Müşterilerin, “Verilerim nerede, hatta hangi ülkede, nasıl korunuyor, yazılımın kesintiye uğraması konusunda tedarikçinin verdiği garantiler neler?” gibi konuları mutlaka sorgulamasını öneren Workcube Başkan Yardımcısı Özlem Açıkel Turhan, “Bunun dışında elbette yazılımın işletmenin ihtiyacına uygunluğu ve e-posta bütünleştirmesi gibi dünya standardı haline gelmiş internet uygulamalarına sunduğu destekler de önemli” dedi.
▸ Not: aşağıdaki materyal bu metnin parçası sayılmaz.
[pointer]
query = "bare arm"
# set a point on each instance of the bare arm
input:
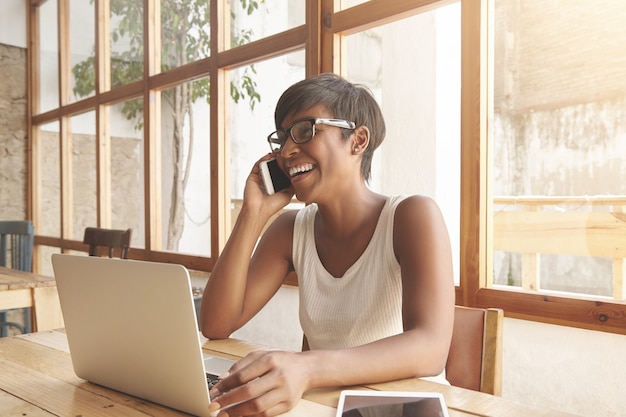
(422, 247)
(240, 282)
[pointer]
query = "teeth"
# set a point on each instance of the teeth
(293, 171)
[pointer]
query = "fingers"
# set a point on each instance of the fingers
(254, 386)
(268, 403)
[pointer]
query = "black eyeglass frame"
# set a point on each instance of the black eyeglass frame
(274, 137)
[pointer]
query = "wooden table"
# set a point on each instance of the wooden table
(37, 379)
(19, 289)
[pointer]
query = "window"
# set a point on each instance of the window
(550, 229)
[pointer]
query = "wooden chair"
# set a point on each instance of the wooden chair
(16, 239)
(112, 239)
(475, 356)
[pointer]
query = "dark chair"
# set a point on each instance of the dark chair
(475, 356)
(16, 252)
(112, 239)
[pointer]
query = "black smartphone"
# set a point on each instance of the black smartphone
(274, 178)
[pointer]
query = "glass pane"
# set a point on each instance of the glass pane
(50, 181)
(253, 119)
(421, 151)
(185, 32)
(185, 168)
(126, 42)
(252, 20)
(83, 134)
(559, 146)
(82, 49)
(127, 169)
(48, 57)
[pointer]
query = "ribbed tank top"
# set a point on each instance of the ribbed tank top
(365, 304)
(362, 306)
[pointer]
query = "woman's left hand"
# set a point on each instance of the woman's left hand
(264, 383)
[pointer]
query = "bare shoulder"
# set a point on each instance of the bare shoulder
(417, 207)
(281, 228)
(418, 221)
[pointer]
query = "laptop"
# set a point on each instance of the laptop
(131, 326)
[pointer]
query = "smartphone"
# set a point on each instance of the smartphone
(274, 178)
Kullanıcıların yazılımın kendisi için yaratacağı faydayı ve konforu iyi ölçebilmesi için ücretsiz kullanım süreleri sunulduğunu hatırlatan Turhan, “Tercih edilecek yazılımın mutlaka gerçek veya gerçeğe çok yakın verilerle test edilmesi, incelenmesi gerekiyor” ifadelerini kullandı.
Şirketlerin ilk sorgulayacakları konuların bulut servisini sunan şirketin sağladığı fiziksel güvenlik, veri güvenliği, sunduğu performans ve sistemlerinin geçerliliği olacağını vurgulayan Turcom Teknoloji Yurtdışı Satış Grup Müdürü Can Doğancan, “Bunun yanında bu şirketin buluta ne kadar yatırım yaptığına, vizyonuna ve gelecekte ne yatırımlar planladığının da önemi büyüktür” dedi.
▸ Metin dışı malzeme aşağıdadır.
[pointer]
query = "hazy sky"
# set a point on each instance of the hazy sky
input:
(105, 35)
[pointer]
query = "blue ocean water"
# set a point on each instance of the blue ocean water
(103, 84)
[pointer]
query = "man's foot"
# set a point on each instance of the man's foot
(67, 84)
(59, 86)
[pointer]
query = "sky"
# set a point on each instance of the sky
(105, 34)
Kritik uygulamaların kolaylıkla buluta geçirilemeyeceğini veya şirketin güvenlik duvarından dışarı kolaylıkla taşınamayacağını belirten Doğancan, bu nedenle şirketlerin bulutu öncelikle daha az kritik uygulamalar için tercih etmeleri ve bunu buluta geçmek için bir test süreci olarak görmeleri gerektiğini aktardı.
TurkNet Erişim, Veri Merkezi, Güvenlik Ürün Müdürü Erdem Eriş, bulut bilişim gibi yeni nesil teknolojiler hayata geçirilirken birkaç kritik sistem bir arada çalışacağı için bunların kullanacağı altyapının çok daha özenli seçilmesi, kurulması ve işletilmesi gerektiğini belirtti.
Eriş, daha önce onlarca ayrı sunucu üzerinde bulunan bilgi ve yeteneği tek bir güçlü sunucu üzerine sanallaştırarak aktarıldığında birtakım risklerin ortaya çıktığını vurguladı ve ekledi: “Yeni sistem ulaşılamaz hale geldiğinde, bu sistem üzerinde çalışan sanal sunucu ve uygulamalar da ulaşılamaz hale geleceği için; fiziksel donanım arızası, enerji sürekliliği, yedeklilik gibi konular sizin için çok daha fazla önem arz etmeye başlıyor.”